At other times she writes commendable worthy poems, high on social comment.  The poem "The Cry of the Children", published in 1842, for example, condemned child labour and helped bring about child labour reforms by raising support for Lord Shaftesbury's Ten Hours Bill (1844).  This is wonderful, but it is intellectually wonderful.  It is also not really poetry, it is rhymed prose.

And then, when she was 39 years old,  Robert Browning, after admiring her work, arranged to meet Elizabeth  in her rooms, and so began one of the most famous courtships in literature. He had a great influence on her writing, as did she on his: two of Barrett’s most famous pieces were produced after she met Browning, Sonnets from the Portuguese and Aurora Leigh.

We have from critics some very silly observations about this romance.  They describe him as  'an undermining influence':

"Until her relationship with Robert Browning began in 1845, Barrett’s willingness to engage in public discourse about social issues and about aesthetic issues in poetry, which had been so strong in her youth, gradually diminished, as did her physical health. As an intellectual presence and a physical being, she was becoming a shadow of herself".

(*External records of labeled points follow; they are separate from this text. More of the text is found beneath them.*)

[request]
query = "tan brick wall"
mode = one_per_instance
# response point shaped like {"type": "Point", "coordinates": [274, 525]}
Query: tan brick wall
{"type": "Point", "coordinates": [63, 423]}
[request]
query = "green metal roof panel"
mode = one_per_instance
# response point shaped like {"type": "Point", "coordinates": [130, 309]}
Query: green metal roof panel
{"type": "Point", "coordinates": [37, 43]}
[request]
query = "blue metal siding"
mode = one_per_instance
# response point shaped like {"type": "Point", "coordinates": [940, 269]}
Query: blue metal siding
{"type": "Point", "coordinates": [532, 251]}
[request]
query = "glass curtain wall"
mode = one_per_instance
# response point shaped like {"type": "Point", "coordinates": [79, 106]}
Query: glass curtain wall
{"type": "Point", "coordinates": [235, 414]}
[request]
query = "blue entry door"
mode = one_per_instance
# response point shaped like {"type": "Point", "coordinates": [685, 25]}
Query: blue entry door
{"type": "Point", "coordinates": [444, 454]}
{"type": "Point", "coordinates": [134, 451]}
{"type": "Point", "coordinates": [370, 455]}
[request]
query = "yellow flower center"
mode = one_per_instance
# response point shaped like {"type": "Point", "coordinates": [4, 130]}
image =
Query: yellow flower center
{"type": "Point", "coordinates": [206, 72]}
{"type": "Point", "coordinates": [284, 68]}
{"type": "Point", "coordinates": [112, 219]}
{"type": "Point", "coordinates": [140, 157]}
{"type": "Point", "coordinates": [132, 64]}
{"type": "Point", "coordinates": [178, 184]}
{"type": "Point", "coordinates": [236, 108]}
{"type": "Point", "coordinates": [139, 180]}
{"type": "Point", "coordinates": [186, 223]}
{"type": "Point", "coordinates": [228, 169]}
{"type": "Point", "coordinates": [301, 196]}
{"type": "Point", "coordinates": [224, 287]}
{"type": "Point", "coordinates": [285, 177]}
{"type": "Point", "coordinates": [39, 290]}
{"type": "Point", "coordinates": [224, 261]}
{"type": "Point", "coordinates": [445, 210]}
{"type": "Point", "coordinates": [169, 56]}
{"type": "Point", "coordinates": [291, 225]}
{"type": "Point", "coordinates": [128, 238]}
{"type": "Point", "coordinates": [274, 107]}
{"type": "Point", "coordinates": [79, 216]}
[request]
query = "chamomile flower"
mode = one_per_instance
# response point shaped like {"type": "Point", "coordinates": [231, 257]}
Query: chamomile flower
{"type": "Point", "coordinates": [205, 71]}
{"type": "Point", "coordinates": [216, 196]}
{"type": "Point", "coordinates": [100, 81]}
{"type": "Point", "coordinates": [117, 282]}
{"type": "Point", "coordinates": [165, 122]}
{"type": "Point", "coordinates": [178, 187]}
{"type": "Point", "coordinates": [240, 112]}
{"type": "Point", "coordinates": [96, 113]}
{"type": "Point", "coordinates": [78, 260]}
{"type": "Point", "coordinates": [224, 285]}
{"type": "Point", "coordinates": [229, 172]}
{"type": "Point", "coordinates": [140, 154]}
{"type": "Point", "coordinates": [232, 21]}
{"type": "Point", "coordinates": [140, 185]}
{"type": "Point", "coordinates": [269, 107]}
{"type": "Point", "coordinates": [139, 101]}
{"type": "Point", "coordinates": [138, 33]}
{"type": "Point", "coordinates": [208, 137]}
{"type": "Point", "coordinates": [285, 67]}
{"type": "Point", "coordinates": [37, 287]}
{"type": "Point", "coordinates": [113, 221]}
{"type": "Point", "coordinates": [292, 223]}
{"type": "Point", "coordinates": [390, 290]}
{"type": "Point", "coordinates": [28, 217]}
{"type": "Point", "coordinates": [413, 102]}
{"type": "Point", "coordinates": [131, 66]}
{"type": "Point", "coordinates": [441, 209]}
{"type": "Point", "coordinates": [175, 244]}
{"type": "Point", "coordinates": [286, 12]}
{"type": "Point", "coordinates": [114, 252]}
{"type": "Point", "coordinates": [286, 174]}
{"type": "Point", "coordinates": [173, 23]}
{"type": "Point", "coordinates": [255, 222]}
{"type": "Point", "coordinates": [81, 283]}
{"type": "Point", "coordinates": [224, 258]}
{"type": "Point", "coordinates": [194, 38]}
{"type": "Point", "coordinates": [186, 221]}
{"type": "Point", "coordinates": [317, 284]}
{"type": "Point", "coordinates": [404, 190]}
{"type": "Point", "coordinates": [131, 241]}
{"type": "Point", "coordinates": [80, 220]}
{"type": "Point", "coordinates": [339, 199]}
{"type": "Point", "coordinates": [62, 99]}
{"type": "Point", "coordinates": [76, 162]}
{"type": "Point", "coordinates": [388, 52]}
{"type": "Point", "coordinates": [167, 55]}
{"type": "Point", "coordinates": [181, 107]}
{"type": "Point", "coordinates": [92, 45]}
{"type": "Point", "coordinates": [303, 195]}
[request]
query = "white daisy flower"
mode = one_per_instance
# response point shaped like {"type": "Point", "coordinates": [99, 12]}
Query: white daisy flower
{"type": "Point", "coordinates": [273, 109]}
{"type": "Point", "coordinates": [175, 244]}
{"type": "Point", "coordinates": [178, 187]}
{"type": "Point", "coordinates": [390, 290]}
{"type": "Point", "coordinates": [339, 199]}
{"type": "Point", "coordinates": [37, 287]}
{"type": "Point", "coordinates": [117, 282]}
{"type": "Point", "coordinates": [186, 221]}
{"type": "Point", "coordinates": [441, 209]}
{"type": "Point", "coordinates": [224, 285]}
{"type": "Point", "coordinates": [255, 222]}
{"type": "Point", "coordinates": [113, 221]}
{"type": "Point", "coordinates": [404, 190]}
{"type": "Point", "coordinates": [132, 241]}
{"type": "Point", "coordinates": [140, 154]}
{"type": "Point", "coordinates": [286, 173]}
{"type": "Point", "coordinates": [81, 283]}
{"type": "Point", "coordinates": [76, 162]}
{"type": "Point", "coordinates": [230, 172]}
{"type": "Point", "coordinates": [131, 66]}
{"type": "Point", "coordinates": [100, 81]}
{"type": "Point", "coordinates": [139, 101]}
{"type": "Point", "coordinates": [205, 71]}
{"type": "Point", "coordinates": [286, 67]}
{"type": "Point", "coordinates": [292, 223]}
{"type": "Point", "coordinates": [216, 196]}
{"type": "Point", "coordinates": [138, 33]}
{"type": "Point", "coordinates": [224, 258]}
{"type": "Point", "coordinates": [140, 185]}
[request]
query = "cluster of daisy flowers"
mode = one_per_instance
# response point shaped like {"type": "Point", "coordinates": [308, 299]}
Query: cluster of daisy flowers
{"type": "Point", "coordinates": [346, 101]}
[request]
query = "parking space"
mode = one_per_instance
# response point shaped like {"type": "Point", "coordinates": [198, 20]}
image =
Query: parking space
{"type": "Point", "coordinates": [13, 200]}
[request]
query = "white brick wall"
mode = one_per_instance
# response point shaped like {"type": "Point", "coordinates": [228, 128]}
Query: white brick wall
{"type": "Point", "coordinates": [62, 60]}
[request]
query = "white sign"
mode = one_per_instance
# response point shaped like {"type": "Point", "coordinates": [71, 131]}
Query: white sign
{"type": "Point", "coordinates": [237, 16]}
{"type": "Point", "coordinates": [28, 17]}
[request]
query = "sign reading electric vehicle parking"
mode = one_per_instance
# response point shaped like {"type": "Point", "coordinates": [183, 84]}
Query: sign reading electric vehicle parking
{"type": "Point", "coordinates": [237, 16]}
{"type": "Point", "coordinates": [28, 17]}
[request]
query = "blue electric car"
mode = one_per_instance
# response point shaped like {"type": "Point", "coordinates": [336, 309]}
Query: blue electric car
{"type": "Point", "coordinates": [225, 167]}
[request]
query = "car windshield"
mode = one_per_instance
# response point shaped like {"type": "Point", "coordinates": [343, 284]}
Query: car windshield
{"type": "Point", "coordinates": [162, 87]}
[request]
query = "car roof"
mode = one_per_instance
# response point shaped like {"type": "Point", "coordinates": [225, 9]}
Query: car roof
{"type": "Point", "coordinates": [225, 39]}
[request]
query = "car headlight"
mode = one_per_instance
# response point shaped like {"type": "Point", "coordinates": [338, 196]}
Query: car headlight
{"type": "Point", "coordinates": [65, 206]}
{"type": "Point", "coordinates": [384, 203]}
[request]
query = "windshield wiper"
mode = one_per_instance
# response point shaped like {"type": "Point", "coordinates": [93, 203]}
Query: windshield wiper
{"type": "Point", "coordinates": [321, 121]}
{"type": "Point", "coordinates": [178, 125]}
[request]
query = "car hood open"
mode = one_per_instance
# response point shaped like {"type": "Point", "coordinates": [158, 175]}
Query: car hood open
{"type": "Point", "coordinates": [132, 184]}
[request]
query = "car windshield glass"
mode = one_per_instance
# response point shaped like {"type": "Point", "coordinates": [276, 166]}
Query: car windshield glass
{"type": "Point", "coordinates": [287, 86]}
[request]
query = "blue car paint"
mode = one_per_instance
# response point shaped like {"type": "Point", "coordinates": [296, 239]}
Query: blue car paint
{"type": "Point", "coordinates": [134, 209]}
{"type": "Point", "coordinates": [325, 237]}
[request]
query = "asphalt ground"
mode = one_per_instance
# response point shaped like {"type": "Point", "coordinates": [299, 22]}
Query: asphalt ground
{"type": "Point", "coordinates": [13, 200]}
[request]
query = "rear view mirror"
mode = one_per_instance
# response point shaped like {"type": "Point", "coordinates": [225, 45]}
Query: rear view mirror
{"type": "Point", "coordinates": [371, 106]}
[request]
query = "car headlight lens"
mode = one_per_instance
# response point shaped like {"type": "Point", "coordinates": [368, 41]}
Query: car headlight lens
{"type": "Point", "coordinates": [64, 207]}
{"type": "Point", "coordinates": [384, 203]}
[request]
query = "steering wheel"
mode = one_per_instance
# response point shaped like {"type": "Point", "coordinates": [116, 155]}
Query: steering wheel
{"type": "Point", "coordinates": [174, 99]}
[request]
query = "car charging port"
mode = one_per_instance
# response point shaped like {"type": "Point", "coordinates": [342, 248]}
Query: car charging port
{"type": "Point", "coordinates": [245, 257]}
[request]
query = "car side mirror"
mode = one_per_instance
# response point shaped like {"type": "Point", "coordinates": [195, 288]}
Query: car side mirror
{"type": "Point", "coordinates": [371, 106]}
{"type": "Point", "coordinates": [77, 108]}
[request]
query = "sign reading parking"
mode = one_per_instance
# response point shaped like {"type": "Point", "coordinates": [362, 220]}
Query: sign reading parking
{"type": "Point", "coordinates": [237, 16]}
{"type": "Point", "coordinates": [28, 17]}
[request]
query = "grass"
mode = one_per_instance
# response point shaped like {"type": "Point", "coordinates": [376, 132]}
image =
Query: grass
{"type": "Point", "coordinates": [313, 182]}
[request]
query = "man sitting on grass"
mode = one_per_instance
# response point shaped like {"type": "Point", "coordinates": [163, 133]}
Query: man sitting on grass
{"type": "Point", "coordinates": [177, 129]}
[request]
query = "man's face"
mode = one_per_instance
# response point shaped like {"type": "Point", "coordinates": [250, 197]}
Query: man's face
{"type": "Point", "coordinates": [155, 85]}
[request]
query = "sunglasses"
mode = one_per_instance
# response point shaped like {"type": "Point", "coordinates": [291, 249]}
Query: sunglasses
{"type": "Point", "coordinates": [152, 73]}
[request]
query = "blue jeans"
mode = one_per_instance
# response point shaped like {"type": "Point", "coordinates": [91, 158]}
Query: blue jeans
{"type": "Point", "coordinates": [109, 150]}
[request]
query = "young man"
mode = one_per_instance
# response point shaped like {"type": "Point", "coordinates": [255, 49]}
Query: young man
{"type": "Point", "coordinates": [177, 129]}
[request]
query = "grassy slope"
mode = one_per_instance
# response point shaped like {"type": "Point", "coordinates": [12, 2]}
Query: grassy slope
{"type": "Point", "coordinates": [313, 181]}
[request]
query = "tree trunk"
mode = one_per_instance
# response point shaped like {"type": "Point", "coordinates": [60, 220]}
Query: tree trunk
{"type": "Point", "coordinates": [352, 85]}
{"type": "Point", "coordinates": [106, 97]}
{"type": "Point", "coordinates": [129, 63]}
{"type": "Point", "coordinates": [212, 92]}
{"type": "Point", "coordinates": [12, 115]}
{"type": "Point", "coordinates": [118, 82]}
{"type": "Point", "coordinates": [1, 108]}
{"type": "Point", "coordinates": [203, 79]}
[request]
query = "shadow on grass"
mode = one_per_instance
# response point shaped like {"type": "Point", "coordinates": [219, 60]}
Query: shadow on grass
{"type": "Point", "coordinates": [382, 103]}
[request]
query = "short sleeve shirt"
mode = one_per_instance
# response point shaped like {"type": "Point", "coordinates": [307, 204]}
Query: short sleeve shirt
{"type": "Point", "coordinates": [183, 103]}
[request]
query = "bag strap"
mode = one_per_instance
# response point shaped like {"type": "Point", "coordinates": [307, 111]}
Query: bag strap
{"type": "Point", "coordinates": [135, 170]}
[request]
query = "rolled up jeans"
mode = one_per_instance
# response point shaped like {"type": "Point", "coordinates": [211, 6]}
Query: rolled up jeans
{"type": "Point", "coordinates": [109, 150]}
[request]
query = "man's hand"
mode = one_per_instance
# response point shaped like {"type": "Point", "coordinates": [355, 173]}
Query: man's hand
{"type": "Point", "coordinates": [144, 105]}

Her health declined from the opium.  But the intellectual decline – for a poet - was the best think that could have happened to her.

The verse-novel Aurora Leigh, one of her most ambitious poems, appeared in 1856. It is the story of a female writer making her way in life, balancing work and love. The writings depicted in this novel are based on Elizabeth's own experiences.  Because it was from the heart and not the head, it became one of her most popular poems.

The story of their love sends all women of any soul into tears.  She could not believe that the vigorous and worldly Robert Browning really loved her as much as he professed. After a private marriage, they honeymooned in Paris. Browning then took her to Italy, in September 1846, which became their home almost continuously until her death. Can you imagine what that meant to her?  I can, most women probably can.  Elizabeth's loyal nurse, Wilson, who witnessed the marriage, accompanied the couple to Italy. 

Elizabeth and son Pen.

With his love, Elizabeth grew stronger and in 1849, at the age of 43, between four miscarriages, she gave birth to a son, Robert Wiedemann Barrett Browning, whom they called Pen. At her husband's insistence, Elizabeth's second edition of Poems included her love sonnets; on their publication her popularity increased hugely.  She had become a true poet.

Her last work was entitled simply A Musical Instrument, published posthumously.

In 1860 the Brownings returned to Rome, only to find that Elizabeth’s sister Henrietta had died. She became gradually weaker, using morphine to ease her pain. She died on 29 June 1861 in her husband's arms. Browning said that she died "smilingly, happily, and with a face like a girl's. … Her last word was—… 'Beautiful'".